Police Dispatch

JUST HANGING OUT

WEST PARK ROAD

SEPT. 21, 6:53 P.M.

A woman was found "hanging out" in a desert neighborhood with a methamphetamine pipe and many bags of food, a Pima County Sheriff's Department report stated.

Deputies were advised that a female who had previously burned down her house was walking around a southwest-side neighborhood in a black bathing suit. The woman had been seen on her hands and knees in the middle of a local dirt-road intersection.

Deputies found the subject sitting on the side of a dirt road, apparently talking to a nonexistent individual. On the ground next to her were an empty white trash bag, a bag of pinto beans, a rolled-up bag of chips, a bag of cereal without the box, a bag of bread, a 2-liter bottle of water and a glass pipe.

Asked about her activities, the woman reportedly said she had been walking to visit a friend named Bucky and now was just "hanging out under a tree" and thinking while apparently resting. She said a friend named Paul might have been with her just then, but she could not remember. She then went on to speak about her family.

One deputy described her as "all over the place." She appeared to be sunburned and had apparently been outside for hours.

After being read her rights, the subject said she did not want to talk to the deputy, because her dad had always told her not to do that.

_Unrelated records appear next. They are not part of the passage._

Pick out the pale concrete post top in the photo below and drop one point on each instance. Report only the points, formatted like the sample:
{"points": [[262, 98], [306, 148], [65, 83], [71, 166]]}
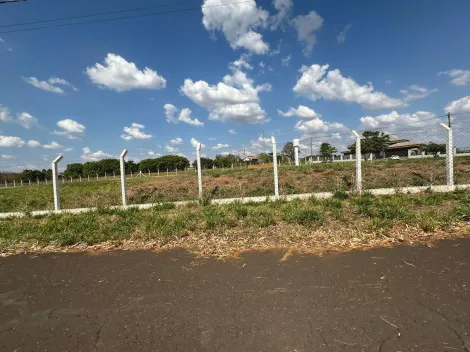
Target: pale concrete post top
{"points": [[445, 127], [59, 158]]}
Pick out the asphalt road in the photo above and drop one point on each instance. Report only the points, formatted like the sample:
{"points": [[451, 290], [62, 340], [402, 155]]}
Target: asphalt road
{"points": [[400, 299]]}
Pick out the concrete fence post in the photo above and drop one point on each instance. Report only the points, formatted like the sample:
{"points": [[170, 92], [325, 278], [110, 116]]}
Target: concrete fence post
{"points": [[449, 155], [123, 176], [296, 151], [358, 163], [199, 171], [276, 176], [55, 181]]}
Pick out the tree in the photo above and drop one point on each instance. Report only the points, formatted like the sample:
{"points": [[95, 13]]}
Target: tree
{"points": [[74, 170], [265, 158], [206, 163], [434, 148], [372, 142], [108, 166], [149, 165], [288, 151], [131, 166], [34, 175], [327, 150], [226, 160]]}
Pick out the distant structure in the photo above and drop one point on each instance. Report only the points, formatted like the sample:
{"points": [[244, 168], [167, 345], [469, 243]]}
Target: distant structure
{"points": [[397, 146], [250, 159]]}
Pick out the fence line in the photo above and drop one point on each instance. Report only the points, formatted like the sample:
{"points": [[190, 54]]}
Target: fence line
{"points": [[358, 188]]}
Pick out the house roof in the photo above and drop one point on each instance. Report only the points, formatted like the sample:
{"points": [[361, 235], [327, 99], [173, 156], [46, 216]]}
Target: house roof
{"points": [[405, 144], [393, 140], [250, 157]]}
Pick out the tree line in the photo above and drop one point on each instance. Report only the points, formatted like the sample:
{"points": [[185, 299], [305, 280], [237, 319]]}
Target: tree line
{"points": [[112, 166]]}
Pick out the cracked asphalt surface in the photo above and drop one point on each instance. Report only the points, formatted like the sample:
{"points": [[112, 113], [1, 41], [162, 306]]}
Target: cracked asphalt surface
{"points": [[399, 299]]}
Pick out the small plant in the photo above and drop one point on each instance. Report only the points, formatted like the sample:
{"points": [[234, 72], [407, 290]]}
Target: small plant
{"points": [[163, 206], [296, 213], [215, 217], [340, 194], [261, 217]]}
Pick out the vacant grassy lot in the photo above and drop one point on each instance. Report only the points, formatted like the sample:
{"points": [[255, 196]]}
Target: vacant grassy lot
{"points": [[236, 183], [342, 222]]}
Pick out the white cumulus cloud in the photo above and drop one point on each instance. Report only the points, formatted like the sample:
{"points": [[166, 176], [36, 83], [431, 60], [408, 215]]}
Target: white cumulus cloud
{"points": [[459, 77], [286, 61], [284, 8], [33, 144], [171, 149], [52, 145], [238, 22], [303, 112], [88, 155], [173, 115], [236, 99], [51, 85], [317, 82], [306, 27], [24, 119], [220, 146], [341, 38], [27, 120], [195, 142], [459, 106], [120, 75], [176, 141], [11, 142], [415, 92], [70, 128], [310, 127], [134, 132]]}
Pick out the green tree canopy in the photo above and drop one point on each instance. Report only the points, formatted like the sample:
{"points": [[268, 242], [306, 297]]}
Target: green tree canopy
{"points": [[288, 151], [34, 175], [434, 148], [170, 162], [206, 163], [372, 142], [108, 166], [73, 170], [226, 160], [327, 150]]}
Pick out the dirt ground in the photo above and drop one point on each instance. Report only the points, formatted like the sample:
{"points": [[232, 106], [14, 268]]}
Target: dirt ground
{"points": [[385, 299]]}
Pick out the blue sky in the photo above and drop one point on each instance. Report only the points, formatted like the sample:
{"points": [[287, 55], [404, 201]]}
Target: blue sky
{"points": [[86, 91]]}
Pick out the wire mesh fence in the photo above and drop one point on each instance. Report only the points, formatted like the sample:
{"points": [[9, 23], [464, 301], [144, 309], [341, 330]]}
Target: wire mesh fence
{"points": [[391, 157]]}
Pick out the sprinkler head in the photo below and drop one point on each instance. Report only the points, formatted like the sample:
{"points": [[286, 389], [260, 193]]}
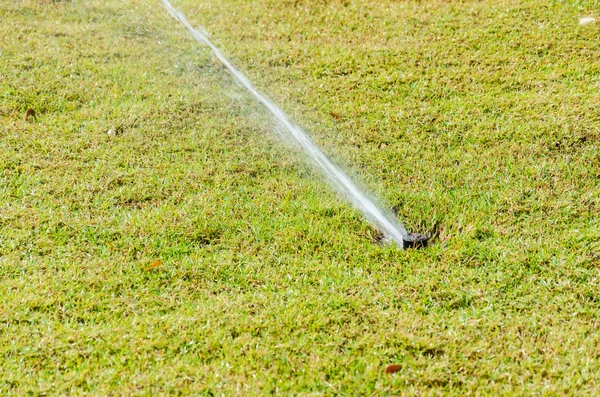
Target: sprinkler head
{"points": [[414, 240]]}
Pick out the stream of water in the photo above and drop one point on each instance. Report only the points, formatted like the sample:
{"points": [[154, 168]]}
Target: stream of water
{"points": [[385, 222]]}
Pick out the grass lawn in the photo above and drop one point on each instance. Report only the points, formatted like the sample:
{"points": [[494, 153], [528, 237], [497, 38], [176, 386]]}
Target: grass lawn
{"points": [[478, 122]]}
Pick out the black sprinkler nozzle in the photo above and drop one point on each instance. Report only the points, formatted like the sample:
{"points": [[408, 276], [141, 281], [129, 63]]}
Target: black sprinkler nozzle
{"points": [[414, 240]]}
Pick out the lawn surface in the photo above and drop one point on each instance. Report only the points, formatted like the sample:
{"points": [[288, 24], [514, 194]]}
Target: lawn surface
{"points": [[476, 121]]}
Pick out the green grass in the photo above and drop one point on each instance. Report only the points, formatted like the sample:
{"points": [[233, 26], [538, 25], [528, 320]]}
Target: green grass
{"points": [[476, 121]]}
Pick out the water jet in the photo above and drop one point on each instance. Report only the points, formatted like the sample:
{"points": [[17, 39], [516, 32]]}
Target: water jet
{"points": [[338, 179]]}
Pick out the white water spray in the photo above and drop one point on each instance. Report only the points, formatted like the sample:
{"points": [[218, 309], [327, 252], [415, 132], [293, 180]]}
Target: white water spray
{"points": [[391, 227]]}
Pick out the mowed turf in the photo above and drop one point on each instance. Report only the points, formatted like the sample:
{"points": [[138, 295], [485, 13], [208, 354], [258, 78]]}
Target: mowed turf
{"points": [[477, 121]]}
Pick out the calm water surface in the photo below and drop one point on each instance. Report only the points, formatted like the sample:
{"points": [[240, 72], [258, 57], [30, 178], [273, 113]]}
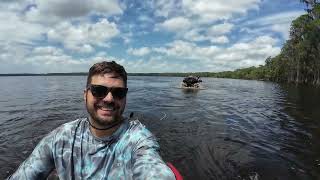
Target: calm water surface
{"points": [[234, 129]]}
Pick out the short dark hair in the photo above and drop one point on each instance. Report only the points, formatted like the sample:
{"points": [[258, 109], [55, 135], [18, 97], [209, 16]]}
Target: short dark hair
{"points": [[105, 67]]}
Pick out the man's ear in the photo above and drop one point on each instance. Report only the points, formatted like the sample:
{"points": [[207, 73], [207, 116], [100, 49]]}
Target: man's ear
{"points": [[85, 95]]}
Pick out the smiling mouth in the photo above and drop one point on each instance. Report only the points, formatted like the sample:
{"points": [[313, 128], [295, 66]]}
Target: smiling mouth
{"points": [[106, 108]]}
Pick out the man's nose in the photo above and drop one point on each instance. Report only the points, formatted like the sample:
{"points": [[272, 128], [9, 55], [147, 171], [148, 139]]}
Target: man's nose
{"points": [[108, 97]]}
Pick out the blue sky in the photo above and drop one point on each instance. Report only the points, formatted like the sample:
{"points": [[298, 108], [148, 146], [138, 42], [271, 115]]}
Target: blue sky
{"points": [[45, 36]]}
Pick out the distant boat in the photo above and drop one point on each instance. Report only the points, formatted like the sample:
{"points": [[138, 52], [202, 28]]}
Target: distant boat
{"points": [[191, 82]]}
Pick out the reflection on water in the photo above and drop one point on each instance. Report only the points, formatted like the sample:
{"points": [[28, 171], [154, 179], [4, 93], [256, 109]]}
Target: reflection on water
{"points": [[234, 129]]}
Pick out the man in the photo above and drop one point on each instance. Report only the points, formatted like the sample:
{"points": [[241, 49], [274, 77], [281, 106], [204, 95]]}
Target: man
{"points": [[104, 146]]}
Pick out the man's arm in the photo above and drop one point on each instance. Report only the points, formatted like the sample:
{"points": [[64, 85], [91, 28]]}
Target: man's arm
{"points": [[147, 163], [39, 164]]}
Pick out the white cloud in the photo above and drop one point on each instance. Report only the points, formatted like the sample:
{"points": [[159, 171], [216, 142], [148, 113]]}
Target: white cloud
{"points": [[83, 36], [276, 22], [220, 29], [219, 39], [213, 58], [71, 8], [209, 11], [139, 52], [176, 24], [17, 30], [165, 8]]}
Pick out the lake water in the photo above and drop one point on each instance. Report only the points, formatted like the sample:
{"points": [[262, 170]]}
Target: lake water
{"points": [[234, 129]]}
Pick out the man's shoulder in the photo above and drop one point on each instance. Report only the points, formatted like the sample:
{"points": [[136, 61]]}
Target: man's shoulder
{"points": [[66, 129]]}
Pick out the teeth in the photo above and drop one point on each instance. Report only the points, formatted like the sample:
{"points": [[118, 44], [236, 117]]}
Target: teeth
{"points": [[106, 109]]}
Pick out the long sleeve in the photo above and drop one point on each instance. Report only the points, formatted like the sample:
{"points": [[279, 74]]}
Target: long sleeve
{"points": [[147, 163], [40, 162]]}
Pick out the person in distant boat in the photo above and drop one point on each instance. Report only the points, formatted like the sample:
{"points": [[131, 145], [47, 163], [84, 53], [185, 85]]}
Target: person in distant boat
{"points": [[191, 81], [105, 145]]}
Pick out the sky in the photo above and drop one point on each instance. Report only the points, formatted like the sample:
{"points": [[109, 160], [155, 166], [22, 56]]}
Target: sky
{"points": [[145, 36]]}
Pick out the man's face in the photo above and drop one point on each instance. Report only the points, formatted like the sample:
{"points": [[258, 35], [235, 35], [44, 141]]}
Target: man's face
{"points": [[105, 111]]}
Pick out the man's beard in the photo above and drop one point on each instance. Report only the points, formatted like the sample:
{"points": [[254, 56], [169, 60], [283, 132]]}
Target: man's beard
{"points": [[98, 120]]}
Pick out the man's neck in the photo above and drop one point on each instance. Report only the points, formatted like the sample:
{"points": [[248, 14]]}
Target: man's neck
{"points": [[103, 132]]}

Asked if the glass pipe was hers, she said no—she had taken it from her brother's house without permission, "because she just does things like that; she just takes things when people do not want her to."

The deputy told her she would be charged with possession of drug paraphernalia; she said that would be fine.

She was cited and released her to her friend Bucky, who came to pick her up.


GONE BUT NOT UNREPORTED

WEST DESERT LAUREL LANE

SEPT. 20, 1:33 P.M.

Three taggers adorned a local wall with some surprisingly appropriate graffiti, according to a PCSD report.

The reportee said three young males pulled up in a gold Saturn and stopped near the wall just north of his residence. One male subject allegedly exited the vehicle, spray-painted the wall and got back into the car, at which point the subjects disappeared.

Deputies got the license plate number of the car and found the associated residence, but the subjects were nowhere to be found, and no one the deputies talked to had any information. The vehicle could not be located.

The graffiti read "GONE" in large bubble letters, with "gone" written again in smaller, normal handwriting, with some squiggly lines coming out of the word.